TimingCamouflage+: Netlist Security Enhancement with Unconventional Timing (with Appendix)
This addresses chip security for hardware designers by making reverse engineering more difficult, though it is incremental as it builds on existing timing-based defenses.
The paper tackles the problem of chip counterfeiting by reverse engineering netlists, proposing to use unconventional timing with wave-pipelining to invalidate the assumption that a netlist fully represents circuit function, resulting in successful construction of true and false paths with negligible cost to thwart attacks.

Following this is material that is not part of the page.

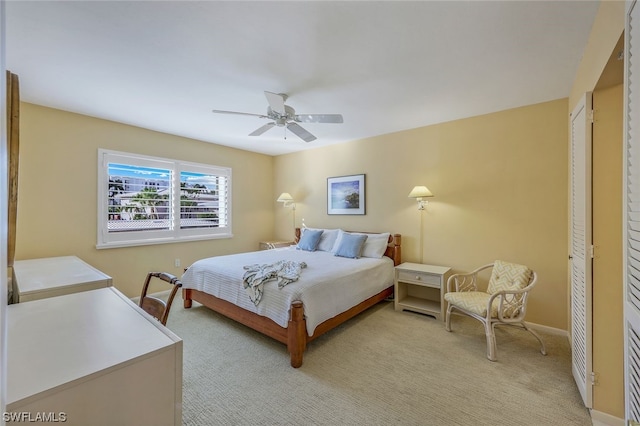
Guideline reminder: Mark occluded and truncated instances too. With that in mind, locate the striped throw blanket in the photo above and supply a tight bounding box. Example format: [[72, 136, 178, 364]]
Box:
[[242, 260, 307, 306]]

With recent advances in reverse engineering, attackers can reconstruct a netlist to counterfeit chips by opening the die and scanning all layers of authentic chips. This relatively easy counterfeiting is made possible by the use of the standard simple clocking scheme, where all combinational blocks function within one clock period, so that a netlist of combinational logic gates and flip-flops is sufficient to duplicate a design. In this paper, we propose to invalidate the assumption that a netlist completely represents the function of a circuit with unconventional timing. With the introduced wave-pipelining paths, attackers have to capture gate and interconnect delays during reverse engineering, or to test a huge number of combinational paths to identify the wave-pipelining paths. To hinder the test-based attack, we construct false paths with wave-pipelining to increase the counterfeiting challenge. Experimental results confirm that wave-pipelining true paths and false paths can be constructed in benchmark circuits successfully with only a negligible cost, thus thwarting the potential attack techniques.